Panamá es un país subdesarrollado, a pesar de estar rodeado de focos de riqueza como el Canal Interoceánico, la Zona Libre, el centro bancario y otros ventajas que nos produce nuestra privilegiada posición. Nunca te has preguntado ¿porqué no avanzamos?. La respuesta es sencilla: por la gente.
El promedio de los panameño es irresponsable, hace las cosas por salir del paso y siempre tiene un cuento a flor de labio. En resumen se la pasa de excusa en excusa; es un excusado permanente.
Cuando un extranjero llega a laborar a una empresa se levanta la xenofobia. Se ataca a esa persona porque cumple su trabajo a cabalidad y no pierde el tiempo ardillando por doquier y hablando babosadas en las esquinas.

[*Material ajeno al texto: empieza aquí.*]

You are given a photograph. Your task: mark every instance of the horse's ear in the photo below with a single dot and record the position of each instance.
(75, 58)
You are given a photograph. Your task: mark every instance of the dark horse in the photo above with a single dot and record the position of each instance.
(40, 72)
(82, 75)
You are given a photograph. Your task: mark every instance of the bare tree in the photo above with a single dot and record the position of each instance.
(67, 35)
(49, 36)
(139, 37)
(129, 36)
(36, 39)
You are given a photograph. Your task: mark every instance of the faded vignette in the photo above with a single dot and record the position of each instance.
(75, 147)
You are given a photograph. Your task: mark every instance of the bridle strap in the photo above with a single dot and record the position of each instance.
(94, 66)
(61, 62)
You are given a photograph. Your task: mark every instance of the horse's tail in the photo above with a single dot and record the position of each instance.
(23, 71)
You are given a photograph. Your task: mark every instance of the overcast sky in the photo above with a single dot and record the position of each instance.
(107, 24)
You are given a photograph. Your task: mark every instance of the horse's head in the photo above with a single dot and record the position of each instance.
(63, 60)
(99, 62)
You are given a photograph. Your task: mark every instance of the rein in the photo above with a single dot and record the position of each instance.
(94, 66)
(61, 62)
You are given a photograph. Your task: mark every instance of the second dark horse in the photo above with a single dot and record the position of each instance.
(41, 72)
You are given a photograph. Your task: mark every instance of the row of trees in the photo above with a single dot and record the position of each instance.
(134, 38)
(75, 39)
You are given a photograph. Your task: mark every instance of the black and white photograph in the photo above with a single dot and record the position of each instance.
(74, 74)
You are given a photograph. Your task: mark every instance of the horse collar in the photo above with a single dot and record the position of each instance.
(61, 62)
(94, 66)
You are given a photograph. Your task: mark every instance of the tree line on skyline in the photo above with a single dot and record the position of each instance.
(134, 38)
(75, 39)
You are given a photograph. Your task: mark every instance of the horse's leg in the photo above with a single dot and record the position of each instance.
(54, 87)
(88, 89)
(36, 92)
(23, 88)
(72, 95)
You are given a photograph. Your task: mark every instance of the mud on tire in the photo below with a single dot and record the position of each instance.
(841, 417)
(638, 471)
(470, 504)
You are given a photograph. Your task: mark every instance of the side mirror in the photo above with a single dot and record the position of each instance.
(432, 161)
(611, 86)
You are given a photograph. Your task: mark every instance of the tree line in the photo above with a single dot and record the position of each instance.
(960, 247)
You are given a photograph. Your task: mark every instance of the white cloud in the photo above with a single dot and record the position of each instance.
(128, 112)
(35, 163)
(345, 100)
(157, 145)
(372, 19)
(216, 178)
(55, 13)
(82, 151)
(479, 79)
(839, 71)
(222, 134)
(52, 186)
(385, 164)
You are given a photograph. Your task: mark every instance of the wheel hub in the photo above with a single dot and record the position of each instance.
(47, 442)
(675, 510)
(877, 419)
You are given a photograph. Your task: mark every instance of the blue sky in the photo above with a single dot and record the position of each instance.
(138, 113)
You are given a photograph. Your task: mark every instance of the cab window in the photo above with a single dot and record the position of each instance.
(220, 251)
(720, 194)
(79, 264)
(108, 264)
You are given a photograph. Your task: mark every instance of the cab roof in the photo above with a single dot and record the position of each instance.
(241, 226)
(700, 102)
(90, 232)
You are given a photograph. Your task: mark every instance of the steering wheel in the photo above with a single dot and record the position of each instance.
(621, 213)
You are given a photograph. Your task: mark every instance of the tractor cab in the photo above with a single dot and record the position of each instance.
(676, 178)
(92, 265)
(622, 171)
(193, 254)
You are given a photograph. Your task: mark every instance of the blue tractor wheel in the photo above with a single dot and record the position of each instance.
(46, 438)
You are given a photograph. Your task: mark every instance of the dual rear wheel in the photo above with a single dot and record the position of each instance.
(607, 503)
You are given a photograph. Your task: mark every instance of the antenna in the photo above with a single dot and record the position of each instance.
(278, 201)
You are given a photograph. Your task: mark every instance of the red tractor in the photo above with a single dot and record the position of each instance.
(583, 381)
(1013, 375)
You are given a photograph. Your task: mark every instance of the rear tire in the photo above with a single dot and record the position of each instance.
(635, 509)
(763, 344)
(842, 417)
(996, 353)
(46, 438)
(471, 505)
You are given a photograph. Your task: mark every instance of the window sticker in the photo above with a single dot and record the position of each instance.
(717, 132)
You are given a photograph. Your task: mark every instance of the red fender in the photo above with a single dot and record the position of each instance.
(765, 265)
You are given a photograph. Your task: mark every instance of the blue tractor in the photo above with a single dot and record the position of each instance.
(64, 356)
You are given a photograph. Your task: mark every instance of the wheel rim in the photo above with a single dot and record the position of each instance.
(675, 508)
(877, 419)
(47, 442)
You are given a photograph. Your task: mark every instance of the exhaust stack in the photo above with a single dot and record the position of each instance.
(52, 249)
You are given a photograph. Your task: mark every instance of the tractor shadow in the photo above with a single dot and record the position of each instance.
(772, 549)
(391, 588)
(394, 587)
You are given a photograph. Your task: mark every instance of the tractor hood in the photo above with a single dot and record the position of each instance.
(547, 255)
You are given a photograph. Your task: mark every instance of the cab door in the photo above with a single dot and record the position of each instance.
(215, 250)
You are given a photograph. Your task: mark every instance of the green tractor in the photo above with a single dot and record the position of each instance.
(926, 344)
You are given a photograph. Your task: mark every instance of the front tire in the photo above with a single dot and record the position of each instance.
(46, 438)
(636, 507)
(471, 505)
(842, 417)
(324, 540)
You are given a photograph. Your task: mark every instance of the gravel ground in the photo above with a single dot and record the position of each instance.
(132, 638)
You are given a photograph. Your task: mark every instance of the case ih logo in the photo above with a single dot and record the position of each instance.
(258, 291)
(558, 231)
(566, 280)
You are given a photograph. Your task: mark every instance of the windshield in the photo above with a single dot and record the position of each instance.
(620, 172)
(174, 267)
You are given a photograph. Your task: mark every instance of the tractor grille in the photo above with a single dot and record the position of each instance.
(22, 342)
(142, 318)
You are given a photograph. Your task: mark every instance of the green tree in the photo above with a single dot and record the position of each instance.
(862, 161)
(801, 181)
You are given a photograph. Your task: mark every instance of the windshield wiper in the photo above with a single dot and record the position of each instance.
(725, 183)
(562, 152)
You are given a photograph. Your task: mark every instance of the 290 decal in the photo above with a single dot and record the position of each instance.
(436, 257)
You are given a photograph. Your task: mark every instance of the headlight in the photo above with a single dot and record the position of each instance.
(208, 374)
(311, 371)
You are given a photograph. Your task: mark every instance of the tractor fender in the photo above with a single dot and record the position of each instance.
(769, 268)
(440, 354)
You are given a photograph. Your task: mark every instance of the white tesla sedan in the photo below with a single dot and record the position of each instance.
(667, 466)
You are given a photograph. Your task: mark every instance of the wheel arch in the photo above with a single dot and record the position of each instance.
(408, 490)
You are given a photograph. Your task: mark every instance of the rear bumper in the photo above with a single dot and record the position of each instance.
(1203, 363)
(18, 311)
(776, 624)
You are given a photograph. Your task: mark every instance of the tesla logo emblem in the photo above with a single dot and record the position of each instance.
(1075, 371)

En Panamá hay buenos trabajadores, pero hay otros que dejan mucho que desear. Se les asignan tareas y el jefe tiene que andar como un capataz para poder que se cumplan con sus obligaciones.
El tiempo durante el cual deben rendir una labor productiva lo desperdician en tonterías y a la hora de entregar sus tareas lanzan más promesas que un político en campaña: lo entrego mañana, pasado o el día del huevo.
Igual sucede con los técnicos. Lleve usted su auto, cualquier electrodomésticos, un vestido o un par de calzado a reparar. Le dicen que estará listo tal día, pero llega la fecha y ni siquiera han iniciado el trabajo. En cambio va usted al negocio de un chino y el tipo le cumple al pie de la letra.
Por eso para que Panamá avance hay que cambiar de mentalidad y trabajar con empeño.